For a recordset containing two pertinent columns, [DateService] (date) and [ActivityType] (nvarchar), I am trying to find a more efficient, ideally pure-SQL Server-based solution to finding and deleting records that are "duplicate" records of the same ActivityType within a certain date range. For example, the code should find the first ActivityType = 'X' then delete all records of the same ActivityType where DateService is < 90 days from the previous record, then find the next record of the same ActivityType after the first and delete all similar "duplicates" where DateService is < 90 days from that record and so on until the last record of ActivityType = 'X' is reached.

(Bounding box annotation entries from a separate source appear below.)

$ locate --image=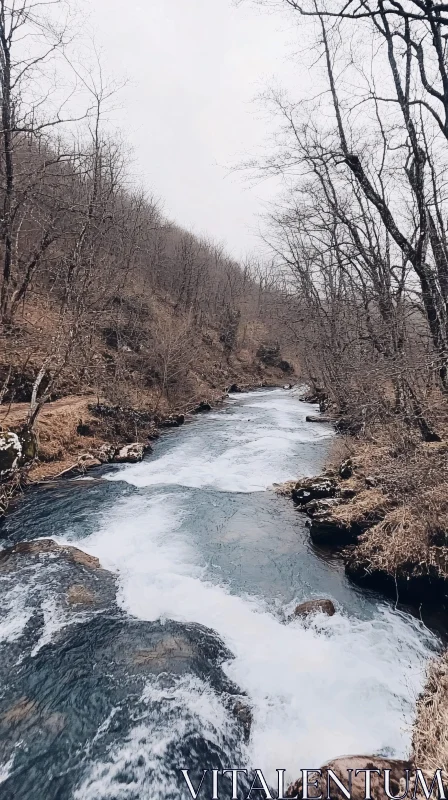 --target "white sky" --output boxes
[84,0,306,257]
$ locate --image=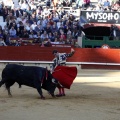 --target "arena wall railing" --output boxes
[0,46,120,69]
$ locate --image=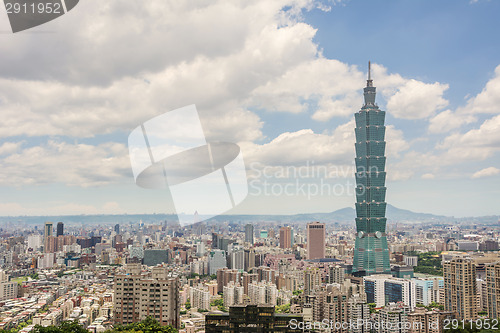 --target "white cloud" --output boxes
[429,110,476,133]
[472,167,500,179]
[437,115,500,163]
[0,140,129,187]
[242,120,354,165]
[387,79,448,119]
[249,57,362,121]
[0,142,22,156]
[459,65,500,114]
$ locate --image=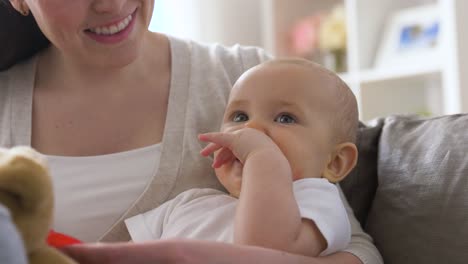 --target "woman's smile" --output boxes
[85,9,138,44]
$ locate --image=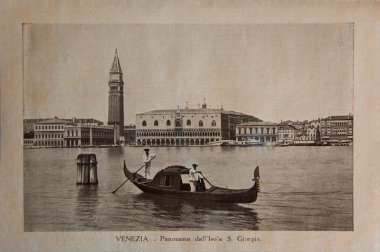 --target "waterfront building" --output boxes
[108,50,124,144]
[24,138,34,147]
[320,114,354,143]
[124,125,136,145]
[33,117,68,147]
[64,124,114,147]
[235,122,278,145]
[136,102,261,146]
[278,123,296,144]
[23,118,46,139]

I've written procedural VBA code in the Access frontend for the database like so (I've omitted a lot of the surrounding code since this is not really a VBA question; dateRun is of type Date and pruned is of type Int, feeApp is the DAO.Recordset):
With feeApp
.MoveFirst
.FindFirst "[ActivityType] = 'IME-5'"
If Not .NoMatch Then
dateRun = ![DateService]
.FindNext "[ActivityType] = 'IME-5'"
If Not .NoMatch Then
Do While Not .NoMatch
If ![DateService] <= dateRun + 30 Then
dateRun = ![DateService]
.Delete
pruned = pruned + 1
Else
dateRun = ![DateService]
End If
.MovePrevious
.FindNext "[ActivityType] = 'IME-5'"
Loop
End If
End If
This code works just fine, it's just fairly slow since it crawls through the recordset one at a time, and in my dbase this code block runs half a dozen more times for different [ActivityType]'s.
Could anyone provide a suggestion of how to approach this in SQL Server? Off the top of my head I suppose I could convert part of these code blocks into separate simple DELETE commands such as,
DELETE * FROM tblFeeApp WHERE [ActivityType] = 'X' AND [DateService] >= #" & dateRun "# AND [DateService] <= #" & dateRun + 90 & "#"

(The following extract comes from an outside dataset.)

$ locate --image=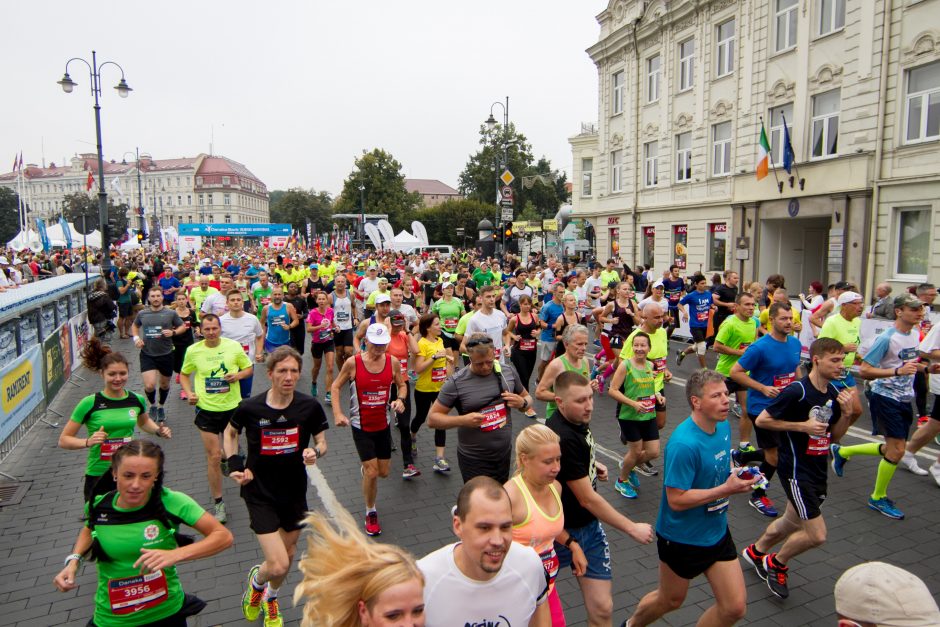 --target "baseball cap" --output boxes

but I would still have to run the Find operations in VBA until I get a NoMatch for each [ActivityType] so I wouldn't think it would be more efficient. I am wondering if there isn't a purely SQL solution, or perhaps a single SQL command for each [ActivityType] which I imagine would be still be orders of magnitude more efficient.
If anyone has any suggestions it would be greatly appreciated and thank you in advance!
EDIT
Thanks to @Ben_Osborne I've almost got a working solution I think. What I have so far in the form of a stored procedure is:
ALTER PROCEDURE [dbo].[procPruneFeeApp](@WCB nvarchar(255),@feeItem nvarchar(255), @daysApart Integer = 90)
AS
DELETE f1
from
dbo.tblFeeApp f1
join dbo.tblFeeApp f2 on
f1.ActivityType = f2.ActivityType
and DATEDIFF(d, f1.DateService, f2.DateService) between 0 and ABS(@daysApart - 1)
and f1.Id < f2.Id
where
f1.[WCB] = @WCB
and f2.[WCB] = @WCB
and f1.[ActivityType] = @feeItem
and f2.[ActivityType] = @feeItem
;
I am calling the proc with this VBA function:
Function pruneFeeApp(WCB As String, feeItem As String, Optional daysApart As Integer = 90) As Integer
If Not isNada(WCB) Then
If Not isNada(feeItem) Then
WCB = Replace("'" & WCB & "'", "''", "'")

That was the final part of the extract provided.